I have a dataset in the format of a list of dicts that I would like to loop through and extract a subset of that dataset based on a match to a value in another list of values.
I am currently doing this in the way of two seperate for x in y loops, as shown below under sample code, but I'm sure that this is very inefficient and it's taking an extremely long time with large lists to look through.
example data in CSV format:
╔══════════════╦══════════════╦═══════════════╦════════════════╦══════════════════════╗
║ City ║ State ║ 2013 Estimate ║ 2013 Land Area ║ 2013 Popular Density ║
╠══════════════╬══════════════╬═══════════════╬════════════════╬══════════════════════╣
║ New York ║ New York ║ 8405837 ║ 302.6 sq mi ║ 27012 per sq mi ║
║ Los Angeles ║ California ║ 3884307 ║ 468.7 sq mi ║ 8092 per sq mi ║
║ Chicago ║ Illinois ║ 2718782 ║ 227.6 sq mi ║ 11842 per sq mi ║
║ Houston ║ Texas ║ 2195914 ║ 599.6 sq mi ║ 3501 per sq mi ║
║ Philadelphia ║ Pennsylvania ║ 1,553,165 ║ 134.1 sq mi ║ 11379 per sq mi ║
║ Phoenix ║ Arizona ║ 1513367 ║ 516.7 sq mi ║ 2798 per sq mi ║
║ San Antonio ║ Texas ║ 1409019 ║ 460.9 sq mi ║ 2880 per sq mi ║
║ San Diego ║ California ║ 1355896 ║ 325.2 sq mi ║ 4020 per sq mi ║
║ Dallas ║ Texas ║ 1257676 ║ 340.5 sq mi ║ 3518 per sq mi ║
║ San Jose ║ California ║ 998537 ║ 176.5 sq mi ║ 5359 per sq mi ║
╚══════════════╩══════════════╩═══════════════╩════════════════╩══════════════════════╝
sample code
#read data into list of dicts
import csv
with open('data.csv', 'rb') as csv_file:
data = list(csv.DictReader(csv_file))
# cities of interest to extract from larger data
int_cities = [['New York'],['Houston'],['Pheonix'],['San Jose']]
# loop through data and look for match in data['City'] and interest_cities, append match to int_cities_data
int_cities_data = []
for i in data:
for u in int_cities:
if i['City'] == u:
int_cities_data.append(i)
As I state, this currently works, but it takes a very long time when I have to loop through ~2M rows in data and look if there is a match across another 50k rows in int_cities.

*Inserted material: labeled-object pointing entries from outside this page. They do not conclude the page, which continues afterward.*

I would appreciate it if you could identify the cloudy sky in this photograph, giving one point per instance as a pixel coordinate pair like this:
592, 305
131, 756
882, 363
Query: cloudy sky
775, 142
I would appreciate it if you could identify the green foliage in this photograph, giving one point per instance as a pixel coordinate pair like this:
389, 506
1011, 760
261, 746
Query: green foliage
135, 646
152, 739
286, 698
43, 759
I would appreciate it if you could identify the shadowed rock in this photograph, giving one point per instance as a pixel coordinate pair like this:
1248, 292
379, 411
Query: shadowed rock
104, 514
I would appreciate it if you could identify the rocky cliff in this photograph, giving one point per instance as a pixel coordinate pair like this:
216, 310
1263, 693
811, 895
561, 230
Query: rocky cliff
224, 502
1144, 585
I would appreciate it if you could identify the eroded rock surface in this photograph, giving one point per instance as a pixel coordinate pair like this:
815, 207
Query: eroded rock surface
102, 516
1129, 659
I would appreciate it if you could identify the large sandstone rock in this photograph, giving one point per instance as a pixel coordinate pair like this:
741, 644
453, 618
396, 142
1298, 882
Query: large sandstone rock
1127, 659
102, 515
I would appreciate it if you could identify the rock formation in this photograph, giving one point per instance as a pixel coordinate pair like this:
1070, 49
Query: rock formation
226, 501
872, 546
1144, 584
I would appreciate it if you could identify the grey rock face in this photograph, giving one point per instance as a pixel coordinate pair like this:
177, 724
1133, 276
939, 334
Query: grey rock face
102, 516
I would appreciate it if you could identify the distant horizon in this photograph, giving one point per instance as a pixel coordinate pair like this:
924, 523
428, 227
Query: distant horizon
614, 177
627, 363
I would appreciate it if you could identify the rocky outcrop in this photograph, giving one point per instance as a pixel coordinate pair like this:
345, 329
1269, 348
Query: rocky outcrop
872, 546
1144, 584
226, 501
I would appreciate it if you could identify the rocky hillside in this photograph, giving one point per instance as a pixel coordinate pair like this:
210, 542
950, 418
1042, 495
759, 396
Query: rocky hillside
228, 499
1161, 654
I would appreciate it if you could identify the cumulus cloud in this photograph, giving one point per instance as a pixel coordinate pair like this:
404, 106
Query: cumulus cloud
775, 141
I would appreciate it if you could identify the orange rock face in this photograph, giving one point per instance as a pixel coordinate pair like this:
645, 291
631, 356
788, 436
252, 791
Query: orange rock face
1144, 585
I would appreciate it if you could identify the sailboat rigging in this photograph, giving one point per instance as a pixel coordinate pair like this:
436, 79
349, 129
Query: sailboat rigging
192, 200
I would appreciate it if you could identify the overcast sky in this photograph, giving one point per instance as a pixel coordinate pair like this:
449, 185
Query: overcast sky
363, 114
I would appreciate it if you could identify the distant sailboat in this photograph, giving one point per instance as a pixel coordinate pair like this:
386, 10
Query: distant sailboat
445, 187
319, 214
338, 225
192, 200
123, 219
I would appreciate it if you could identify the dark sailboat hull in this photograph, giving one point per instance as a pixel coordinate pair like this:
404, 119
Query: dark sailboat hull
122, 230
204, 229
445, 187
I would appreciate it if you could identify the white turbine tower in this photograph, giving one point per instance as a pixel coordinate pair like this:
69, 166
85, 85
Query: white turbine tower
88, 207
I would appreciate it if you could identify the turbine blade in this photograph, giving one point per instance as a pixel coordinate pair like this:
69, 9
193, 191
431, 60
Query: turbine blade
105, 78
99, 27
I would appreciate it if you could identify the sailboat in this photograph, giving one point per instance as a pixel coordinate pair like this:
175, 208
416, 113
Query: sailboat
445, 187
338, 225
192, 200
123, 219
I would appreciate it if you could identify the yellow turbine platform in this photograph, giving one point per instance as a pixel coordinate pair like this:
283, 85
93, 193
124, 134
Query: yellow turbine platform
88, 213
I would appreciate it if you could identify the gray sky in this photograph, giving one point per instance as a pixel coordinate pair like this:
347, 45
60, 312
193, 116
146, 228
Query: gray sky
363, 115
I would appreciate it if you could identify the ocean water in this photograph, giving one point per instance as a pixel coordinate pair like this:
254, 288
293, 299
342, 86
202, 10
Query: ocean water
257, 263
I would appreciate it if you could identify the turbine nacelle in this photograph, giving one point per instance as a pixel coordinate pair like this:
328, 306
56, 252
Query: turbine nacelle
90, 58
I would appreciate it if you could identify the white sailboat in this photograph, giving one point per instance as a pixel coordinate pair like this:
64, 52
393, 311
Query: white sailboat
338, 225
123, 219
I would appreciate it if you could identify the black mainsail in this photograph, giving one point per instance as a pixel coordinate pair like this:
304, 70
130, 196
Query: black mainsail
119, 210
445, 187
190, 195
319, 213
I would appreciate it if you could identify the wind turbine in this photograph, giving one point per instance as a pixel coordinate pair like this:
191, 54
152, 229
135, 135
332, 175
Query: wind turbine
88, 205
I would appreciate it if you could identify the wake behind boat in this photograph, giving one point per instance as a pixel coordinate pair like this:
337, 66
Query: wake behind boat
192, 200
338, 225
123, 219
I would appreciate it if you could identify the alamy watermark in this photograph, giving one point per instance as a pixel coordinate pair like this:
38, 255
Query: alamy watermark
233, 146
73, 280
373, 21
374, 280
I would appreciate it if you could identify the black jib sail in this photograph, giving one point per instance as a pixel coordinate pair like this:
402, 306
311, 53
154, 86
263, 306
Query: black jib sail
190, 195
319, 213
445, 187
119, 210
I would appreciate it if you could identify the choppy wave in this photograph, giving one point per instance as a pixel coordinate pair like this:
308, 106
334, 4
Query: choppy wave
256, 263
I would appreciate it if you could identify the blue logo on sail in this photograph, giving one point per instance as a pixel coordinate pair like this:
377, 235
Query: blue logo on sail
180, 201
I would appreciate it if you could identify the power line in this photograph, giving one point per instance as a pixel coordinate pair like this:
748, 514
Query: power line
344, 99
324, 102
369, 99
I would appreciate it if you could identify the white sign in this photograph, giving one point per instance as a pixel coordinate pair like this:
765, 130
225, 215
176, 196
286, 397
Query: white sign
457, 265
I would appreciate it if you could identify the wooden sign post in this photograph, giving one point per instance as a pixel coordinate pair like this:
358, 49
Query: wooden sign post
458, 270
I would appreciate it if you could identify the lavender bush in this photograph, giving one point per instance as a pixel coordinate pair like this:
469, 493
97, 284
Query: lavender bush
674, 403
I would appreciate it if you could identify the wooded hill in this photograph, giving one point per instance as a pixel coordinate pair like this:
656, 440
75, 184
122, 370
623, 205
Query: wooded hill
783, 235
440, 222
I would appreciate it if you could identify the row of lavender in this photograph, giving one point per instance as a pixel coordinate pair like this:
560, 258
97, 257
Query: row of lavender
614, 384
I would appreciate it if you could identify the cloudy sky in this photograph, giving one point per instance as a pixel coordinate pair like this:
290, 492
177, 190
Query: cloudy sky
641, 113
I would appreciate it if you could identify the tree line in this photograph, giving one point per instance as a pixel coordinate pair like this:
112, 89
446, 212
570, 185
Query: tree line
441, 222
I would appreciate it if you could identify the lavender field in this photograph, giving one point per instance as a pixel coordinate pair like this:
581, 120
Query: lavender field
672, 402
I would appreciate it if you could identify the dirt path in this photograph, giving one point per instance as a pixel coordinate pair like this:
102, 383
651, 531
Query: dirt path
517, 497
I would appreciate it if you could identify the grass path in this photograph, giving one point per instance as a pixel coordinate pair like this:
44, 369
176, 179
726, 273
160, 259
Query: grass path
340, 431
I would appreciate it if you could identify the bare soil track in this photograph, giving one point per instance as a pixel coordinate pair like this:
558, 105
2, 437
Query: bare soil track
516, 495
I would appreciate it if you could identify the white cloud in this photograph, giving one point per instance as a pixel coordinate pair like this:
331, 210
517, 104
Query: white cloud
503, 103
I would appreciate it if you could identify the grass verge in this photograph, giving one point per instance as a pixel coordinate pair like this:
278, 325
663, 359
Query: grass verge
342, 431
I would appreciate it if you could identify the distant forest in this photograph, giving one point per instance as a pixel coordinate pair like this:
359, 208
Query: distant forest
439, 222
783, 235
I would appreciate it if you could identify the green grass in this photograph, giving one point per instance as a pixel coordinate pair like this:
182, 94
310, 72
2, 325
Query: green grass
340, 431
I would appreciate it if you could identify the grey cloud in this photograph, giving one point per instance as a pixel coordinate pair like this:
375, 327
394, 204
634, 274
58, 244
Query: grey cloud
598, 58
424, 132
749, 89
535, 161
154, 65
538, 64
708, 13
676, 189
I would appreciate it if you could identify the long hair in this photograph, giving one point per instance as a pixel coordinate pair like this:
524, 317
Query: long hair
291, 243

How can I make this more efficient?
EDIT 2014-08-22 9:30 PM EST
I forgot that the data is too large to use csv.DictReader so I have been using the following to read my data into a list of dicts (after removing the header):
This is untested
header = ['City','State','2013 Estimate','2013 Land Area','2013 Popular Density']
data = [{key: value for (key, value) in zip(header, line.strip().split(','))} for line in open('data.csv') if line['City'] in int_cities]
I tried to modify the above code I've used to load my data into a list of dicts without using csv.DictReader.